Type | Aims | Approach | Evaluation |
---|---|---|---|
Exploratory | Explore: gain insight | Inductive, data-driven, and iterative | Associative |
Predictive | Predict: validate associations | Semi-deductive, data-/ theory-driven, and iterative | Model performance, feature importance, and associative |
Inferential | Explain: test hypotheses | Deductive, theory-driven, and non-iterative | Causal |
EXPLORATORY Research questions
Question 1
Is there a pattern in the WB project document corpus1 that reveals non-random variation in the frequency of certain words, phrases, or policy concepts over time?
1 WB project documents refer here to Project Development Objectives (PDOs), which are brief descriptive texts.
Hypothesis
The hypothesis is that the WB project document corpus exhibits non-random variation in the frequency of specific policy concepts2 over time.
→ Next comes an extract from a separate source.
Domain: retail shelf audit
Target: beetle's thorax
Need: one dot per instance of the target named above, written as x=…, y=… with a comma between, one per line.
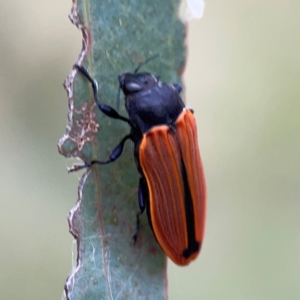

This question is approached through a data-driven analysis, where patterns observed in the text data inspire the data interrogation rather than starting with a predetermined assumption.
2 Concepts include “policy focus,” “sector,” “strategy,” or “emerging priority” within the development funding landscape.
Question 2
Is there any external input (whether captured in other official documents or not) that could help “explain” or correlate with any observed non-random patterns in the text data?
For instance, a sudden rise in popularity of a particular policy goal or catchphrase might influence the choice of Project Development Objectives (PDO) in operations over a specific period.
Hypothesis
Framing this question for empirical investigation, I explored the possible correlation between the World Development Reports (WDR)3 and the frequency trends of specific sector and theme words in the PDO text data. In this analysis, the “alternative” hypothesis being tested is that the WDR has a “traction effect” on the PDOs of subsequent fiscal years.
3 WDRs (World Development Reports) are the flagship reports that the World Bank Group has been publishing annually since 1978.
PREDICTIVE Research questions
Question 3
Given the incomplete feature tagging in the WB project document corpus, can predictive classification techniques help address such data limitations?
Hypothesis
The hypothesis is that certain machine learning (ML) techniques can serve to enhance the quality of the source data. Some illustrative analysis has been conducted to predict the missing sector
or theme
tags, based on the text of the PDO description, plus other available metadata variables, testing various ML algorithms.
For now, the primary aim of the study is to EXPLORE (e.g., trends over time in phrase occurrence) and, to a lesser extent, to PREDICT (e.g., using ML to improve the quality of metadata variables). Potential follow-up questions will be shaped by the findings of this initial exploratory phase.